On July 16, we posted an item, "Greed, Fear and Stem Cells," quoting Ken Haas of Abingworth Management, a venture capital firm specializing in life science biomedical companies.
We received the following response from Haas, who wanted to clarify inaccuracies that he said were in the Wired News article that we quoted. In addition to setting the record straight, he provides insights into the nature of the stem cell industry and investment climate, which he says can hardly be seen as bleak. Here are his remarks:
"While I very much enjoyed browsing your site, the Wired News article referenced in your posting about a talk I gave recently contained numerous inaccuracies that are unfortunately repeated in the California Stem Cell Report piece.

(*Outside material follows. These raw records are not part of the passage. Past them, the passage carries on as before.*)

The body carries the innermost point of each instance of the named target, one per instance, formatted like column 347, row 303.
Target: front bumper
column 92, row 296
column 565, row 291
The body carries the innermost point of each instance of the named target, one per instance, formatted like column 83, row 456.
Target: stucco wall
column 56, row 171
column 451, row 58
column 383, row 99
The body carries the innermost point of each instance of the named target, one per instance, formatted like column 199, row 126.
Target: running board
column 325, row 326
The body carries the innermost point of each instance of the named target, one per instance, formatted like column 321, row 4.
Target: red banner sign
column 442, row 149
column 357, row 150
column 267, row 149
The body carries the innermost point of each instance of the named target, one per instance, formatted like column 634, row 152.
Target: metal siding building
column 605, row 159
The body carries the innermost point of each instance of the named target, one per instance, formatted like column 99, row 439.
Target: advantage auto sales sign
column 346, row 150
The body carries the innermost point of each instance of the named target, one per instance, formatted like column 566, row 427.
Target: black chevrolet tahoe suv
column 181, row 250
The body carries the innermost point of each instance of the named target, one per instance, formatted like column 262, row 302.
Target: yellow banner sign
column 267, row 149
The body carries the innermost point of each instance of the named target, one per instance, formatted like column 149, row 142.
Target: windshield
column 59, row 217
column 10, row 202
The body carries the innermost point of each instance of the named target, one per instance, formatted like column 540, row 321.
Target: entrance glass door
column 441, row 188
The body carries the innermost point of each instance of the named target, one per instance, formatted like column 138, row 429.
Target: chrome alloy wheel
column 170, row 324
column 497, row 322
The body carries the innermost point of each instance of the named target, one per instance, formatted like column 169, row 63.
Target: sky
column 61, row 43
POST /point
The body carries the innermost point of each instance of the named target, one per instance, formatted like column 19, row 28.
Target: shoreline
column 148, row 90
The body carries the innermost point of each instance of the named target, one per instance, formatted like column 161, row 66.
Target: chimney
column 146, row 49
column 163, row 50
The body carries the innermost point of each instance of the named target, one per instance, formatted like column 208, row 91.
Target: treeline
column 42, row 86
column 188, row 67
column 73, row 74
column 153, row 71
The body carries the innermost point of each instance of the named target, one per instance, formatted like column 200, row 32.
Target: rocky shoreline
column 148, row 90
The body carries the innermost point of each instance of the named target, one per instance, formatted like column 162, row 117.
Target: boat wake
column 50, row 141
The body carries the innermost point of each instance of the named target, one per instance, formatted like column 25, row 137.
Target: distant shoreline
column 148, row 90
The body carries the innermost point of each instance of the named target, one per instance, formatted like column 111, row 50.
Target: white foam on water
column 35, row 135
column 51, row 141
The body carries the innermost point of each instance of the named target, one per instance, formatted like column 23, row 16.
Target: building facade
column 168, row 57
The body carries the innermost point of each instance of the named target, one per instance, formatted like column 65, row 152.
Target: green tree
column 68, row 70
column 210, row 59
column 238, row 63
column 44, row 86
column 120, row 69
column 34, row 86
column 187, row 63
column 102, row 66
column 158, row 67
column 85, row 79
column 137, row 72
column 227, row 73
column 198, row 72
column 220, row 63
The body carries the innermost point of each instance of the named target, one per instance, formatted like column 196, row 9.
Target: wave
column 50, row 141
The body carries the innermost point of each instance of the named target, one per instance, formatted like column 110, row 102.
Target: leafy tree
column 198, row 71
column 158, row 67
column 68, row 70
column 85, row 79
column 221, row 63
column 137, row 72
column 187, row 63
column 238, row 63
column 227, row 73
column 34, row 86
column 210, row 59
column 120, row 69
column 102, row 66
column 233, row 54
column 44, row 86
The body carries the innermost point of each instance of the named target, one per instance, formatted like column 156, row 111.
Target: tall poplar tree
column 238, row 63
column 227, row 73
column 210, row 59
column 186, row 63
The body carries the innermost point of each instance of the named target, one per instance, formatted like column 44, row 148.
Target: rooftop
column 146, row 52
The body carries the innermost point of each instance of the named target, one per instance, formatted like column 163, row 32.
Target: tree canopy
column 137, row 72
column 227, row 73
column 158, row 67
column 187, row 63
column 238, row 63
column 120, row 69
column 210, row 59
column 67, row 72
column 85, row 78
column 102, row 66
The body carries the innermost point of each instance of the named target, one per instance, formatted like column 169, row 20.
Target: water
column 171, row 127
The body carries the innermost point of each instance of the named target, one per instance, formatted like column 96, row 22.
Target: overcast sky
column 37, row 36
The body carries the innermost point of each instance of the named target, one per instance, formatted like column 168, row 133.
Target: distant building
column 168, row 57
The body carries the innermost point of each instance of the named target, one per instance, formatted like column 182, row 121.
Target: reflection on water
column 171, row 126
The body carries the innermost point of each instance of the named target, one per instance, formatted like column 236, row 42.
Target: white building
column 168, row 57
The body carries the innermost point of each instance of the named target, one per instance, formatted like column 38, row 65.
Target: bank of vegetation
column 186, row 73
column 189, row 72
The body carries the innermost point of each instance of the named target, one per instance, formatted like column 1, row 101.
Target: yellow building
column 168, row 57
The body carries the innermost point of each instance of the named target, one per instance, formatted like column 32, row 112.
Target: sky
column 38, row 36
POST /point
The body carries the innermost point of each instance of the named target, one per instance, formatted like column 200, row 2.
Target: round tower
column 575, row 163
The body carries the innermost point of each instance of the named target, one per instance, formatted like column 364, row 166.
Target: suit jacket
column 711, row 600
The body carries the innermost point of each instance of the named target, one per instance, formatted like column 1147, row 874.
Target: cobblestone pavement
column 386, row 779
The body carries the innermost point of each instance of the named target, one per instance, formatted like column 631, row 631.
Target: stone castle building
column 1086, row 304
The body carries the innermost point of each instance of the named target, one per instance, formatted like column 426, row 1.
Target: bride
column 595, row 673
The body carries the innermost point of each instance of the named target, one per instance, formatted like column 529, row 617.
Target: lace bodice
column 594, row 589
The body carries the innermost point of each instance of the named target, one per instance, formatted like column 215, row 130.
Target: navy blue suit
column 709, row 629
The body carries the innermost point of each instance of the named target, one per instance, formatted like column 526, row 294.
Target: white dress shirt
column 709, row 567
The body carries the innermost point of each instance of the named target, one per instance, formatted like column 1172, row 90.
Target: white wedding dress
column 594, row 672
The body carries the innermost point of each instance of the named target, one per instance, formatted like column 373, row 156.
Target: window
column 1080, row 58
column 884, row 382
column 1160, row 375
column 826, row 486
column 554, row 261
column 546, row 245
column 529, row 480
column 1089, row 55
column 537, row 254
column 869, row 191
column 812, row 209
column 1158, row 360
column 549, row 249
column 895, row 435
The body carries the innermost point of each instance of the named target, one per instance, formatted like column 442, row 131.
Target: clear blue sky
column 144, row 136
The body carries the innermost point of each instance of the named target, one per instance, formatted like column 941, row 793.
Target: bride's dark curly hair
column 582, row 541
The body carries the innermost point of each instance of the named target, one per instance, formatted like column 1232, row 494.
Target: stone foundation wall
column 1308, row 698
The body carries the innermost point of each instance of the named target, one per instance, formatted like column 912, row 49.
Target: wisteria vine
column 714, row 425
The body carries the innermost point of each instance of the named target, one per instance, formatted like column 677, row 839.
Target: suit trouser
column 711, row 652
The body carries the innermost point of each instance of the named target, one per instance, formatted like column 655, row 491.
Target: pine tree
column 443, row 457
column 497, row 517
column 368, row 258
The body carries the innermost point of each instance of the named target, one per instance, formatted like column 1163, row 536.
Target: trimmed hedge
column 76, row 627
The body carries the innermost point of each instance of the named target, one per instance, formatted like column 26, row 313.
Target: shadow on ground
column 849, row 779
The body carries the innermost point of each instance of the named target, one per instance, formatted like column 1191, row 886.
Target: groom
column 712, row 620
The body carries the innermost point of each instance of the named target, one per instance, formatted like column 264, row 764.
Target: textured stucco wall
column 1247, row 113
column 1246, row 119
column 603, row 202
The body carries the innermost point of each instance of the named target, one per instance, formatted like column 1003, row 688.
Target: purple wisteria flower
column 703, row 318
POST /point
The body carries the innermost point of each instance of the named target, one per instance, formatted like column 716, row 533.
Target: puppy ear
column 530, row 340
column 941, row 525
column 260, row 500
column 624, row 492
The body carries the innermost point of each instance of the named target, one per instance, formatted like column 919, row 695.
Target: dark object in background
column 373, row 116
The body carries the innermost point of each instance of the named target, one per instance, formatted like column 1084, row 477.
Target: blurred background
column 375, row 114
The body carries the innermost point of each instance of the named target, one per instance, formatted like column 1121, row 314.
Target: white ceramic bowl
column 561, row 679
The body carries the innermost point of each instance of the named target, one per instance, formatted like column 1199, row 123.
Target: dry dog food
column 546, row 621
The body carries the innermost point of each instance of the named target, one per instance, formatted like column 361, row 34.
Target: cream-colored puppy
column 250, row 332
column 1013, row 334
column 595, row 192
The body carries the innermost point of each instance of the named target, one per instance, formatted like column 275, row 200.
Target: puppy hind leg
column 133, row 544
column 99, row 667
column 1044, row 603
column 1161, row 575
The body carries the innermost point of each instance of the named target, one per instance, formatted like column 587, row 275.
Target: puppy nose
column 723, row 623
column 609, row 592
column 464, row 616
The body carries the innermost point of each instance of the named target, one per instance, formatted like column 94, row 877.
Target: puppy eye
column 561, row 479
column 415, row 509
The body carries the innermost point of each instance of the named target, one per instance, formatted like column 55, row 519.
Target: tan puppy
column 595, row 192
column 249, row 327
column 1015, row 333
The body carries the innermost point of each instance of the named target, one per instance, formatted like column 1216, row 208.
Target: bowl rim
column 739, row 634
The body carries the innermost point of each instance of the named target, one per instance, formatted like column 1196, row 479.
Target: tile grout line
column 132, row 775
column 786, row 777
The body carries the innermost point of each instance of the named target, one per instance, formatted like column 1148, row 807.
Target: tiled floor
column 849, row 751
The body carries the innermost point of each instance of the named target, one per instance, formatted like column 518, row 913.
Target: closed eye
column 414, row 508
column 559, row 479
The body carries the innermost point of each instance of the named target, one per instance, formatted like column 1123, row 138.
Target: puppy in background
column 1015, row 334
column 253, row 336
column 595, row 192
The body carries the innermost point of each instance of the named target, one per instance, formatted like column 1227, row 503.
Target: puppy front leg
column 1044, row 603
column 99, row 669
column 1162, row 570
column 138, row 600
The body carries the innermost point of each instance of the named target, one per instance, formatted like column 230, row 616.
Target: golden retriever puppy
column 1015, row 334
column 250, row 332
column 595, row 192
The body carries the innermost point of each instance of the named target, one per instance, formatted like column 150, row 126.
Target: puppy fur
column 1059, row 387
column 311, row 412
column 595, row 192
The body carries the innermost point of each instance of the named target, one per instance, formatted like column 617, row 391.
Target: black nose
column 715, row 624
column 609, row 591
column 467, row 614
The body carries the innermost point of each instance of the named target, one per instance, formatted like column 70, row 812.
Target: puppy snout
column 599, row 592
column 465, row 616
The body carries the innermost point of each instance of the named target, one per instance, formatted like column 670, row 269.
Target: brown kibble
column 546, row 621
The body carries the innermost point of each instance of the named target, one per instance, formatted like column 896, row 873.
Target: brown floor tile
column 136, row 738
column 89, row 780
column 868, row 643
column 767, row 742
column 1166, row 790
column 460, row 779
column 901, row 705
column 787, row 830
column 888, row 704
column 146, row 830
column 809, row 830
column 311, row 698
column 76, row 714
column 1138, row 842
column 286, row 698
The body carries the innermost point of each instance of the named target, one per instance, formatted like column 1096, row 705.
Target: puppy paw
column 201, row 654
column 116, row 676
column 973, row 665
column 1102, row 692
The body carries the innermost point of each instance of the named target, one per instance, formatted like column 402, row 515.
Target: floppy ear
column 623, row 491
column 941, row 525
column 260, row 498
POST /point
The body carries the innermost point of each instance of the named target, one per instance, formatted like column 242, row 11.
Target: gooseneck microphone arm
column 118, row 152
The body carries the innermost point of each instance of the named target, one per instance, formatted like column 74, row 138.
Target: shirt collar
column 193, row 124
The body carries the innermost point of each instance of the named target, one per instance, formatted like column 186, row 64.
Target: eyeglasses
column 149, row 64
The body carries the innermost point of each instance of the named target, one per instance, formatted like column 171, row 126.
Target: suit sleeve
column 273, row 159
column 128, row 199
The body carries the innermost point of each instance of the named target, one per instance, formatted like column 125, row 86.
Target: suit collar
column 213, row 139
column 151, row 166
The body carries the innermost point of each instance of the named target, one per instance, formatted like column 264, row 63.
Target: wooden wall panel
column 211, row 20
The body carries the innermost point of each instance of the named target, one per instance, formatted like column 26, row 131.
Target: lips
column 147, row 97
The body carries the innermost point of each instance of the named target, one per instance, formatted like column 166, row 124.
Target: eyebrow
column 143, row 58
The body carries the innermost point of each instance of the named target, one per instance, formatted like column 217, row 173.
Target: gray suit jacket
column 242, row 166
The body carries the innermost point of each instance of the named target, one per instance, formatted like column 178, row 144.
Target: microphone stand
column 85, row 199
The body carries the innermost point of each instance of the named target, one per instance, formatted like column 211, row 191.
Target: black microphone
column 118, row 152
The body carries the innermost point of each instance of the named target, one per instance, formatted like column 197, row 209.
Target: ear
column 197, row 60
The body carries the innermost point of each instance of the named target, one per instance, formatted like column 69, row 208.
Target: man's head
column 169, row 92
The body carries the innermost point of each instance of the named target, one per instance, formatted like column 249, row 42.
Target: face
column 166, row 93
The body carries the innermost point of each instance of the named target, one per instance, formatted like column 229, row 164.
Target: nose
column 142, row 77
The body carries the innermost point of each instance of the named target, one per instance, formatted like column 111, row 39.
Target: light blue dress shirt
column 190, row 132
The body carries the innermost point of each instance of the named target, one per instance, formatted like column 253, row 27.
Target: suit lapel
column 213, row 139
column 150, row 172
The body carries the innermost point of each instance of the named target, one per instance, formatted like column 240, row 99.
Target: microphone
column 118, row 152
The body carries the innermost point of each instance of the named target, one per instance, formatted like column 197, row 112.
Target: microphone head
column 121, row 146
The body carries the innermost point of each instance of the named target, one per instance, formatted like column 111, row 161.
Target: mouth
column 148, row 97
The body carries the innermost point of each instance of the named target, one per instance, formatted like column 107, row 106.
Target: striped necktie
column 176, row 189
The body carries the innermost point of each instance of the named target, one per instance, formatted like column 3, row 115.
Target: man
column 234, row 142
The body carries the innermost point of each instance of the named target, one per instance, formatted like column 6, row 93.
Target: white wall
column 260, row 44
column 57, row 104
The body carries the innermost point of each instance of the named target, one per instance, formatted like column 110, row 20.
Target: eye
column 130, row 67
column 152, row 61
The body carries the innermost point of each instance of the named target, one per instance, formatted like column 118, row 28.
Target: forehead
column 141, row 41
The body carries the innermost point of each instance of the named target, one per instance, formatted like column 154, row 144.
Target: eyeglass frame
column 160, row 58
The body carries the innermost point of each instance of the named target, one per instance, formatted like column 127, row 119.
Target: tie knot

"For starters, I did not speak at the International Society for Stem Cell research annual meeting but rather at a luncheon sponsored by the British Consulate in San Francisco, to which certain annual meeting attendees were invited.
"I was asked to present a realistic view of the current state of venture capital investment in stem cell research and began with an assessment of the general venture capital climate. Among other things: the biotech industry is maturing and investors are beginning to expect the kind of performance that is normally associated with such maturity (e.g., capital efficiency, commercial focus, profitability); Big Pharma, biotech's ultimate customer,is increasingly reluctant to invest in 'pure research'; and venture capital has, in response, moved more toward "later stage" investing.
"In this context, stem cell ventures are 'early'-- the science still has quite a bit to prove, for example, that it can move successfully from in vitro to in vivo, and that reintroduction procedures associated with cell therapies will be safe and effective. There are also significant questions as to what successful business models will look like in this space.
"Nevertheless, I pointed out in my remarks that the principal issue with respect to stem cell investing is timing-- when, not if. On the positive side, there are significant academic initiatives underway in the U.S. (e.g., Stanford), Europe (e.g., Edinburgh) and Asia (e.g., Korea) and major governmental support in places like the U.K. and California (e.g.Proposition 71). As a consequence, venture capital is now closely monitoring stem cell developments and is poised to jump in, though still cautious.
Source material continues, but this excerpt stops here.